The derivative analyst from HDFC Securities recommends to Buy IOC 83 Call and simultaneously SEll 85 Call of the January expiry.

Topics
F&O Strategies | Indian Oil Company | Trading strategies

Nandish Shah 



Derivative Strategy

Bull Spread Strategy on Indian Oil Corporation (IOC)


Buy IOC (25-Jan Expiry) 83 CALL at Rs 1.10 & simultaneously sell 85 CALL at Rs 0.40

Lot Size: 9,750

Cost of the strategy: Rs 0.70 (Rs 6,825 per strategy)

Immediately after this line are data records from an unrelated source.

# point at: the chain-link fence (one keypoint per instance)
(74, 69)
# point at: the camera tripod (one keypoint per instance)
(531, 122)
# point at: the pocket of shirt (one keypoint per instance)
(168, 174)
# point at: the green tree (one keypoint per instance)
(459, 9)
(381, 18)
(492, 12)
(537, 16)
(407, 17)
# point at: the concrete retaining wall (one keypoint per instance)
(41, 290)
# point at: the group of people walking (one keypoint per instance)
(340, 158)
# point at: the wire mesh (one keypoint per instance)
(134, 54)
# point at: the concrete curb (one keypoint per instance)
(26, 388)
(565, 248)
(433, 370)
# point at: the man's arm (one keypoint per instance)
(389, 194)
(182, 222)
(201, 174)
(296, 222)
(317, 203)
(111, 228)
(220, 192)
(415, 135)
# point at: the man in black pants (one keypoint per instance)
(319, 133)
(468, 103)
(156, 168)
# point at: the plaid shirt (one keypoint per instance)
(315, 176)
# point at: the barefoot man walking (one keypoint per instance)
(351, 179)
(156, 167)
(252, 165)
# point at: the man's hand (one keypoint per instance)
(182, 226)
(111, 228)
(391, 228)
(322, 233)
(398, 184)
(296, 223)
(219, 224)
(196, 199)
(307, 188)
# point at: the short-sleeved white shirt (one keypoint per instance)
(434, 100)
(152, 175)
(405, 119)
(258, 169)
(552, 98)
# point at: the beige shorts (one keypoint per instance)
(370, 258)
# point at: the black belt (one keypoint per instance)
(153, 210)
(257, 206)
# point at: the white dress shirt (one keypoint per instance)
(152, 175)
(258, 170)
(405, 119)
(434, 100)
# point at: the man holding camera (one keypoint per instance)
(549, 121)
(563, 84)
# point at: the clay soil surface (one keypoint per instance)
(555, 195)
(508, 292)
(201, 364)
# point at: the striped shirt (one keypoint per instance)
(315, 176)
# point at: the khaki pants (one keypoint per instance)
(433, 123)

Maximum profit: Rs 12,675; if IOC closes at or above Rs 85 on 25-Jan expiry.

Breakeven Point: Rs 83.70

Approx margin required: Rs 28,400

Rationale:

  • We have seen long build up in the IOC futures on Thursday, where we have seen 2 per cent addition (Prov) in Open Interest with price rising by 1 per cent.
     
  • The stock price has broken out from the downward sloping trendline on the weekly chart.
     
  • Primary and intermediate trend of the stock is positive as stock price is trading above all important moving averages.
     
  • Momentum Oscillators like RSI (11) and MFI (10) are sloping upwards and placed above 60 on the daily chart, Indicating strength in the current uptrend.
Note: It is advisable to book profit in the strategy when ROI exceeds 20 per cent.

Disclaimer: Nandish Shah is Sr. Derivatives & Technical Research Analyst at HDFC Securities. He doesn't hold any position in the stock. Views are personal.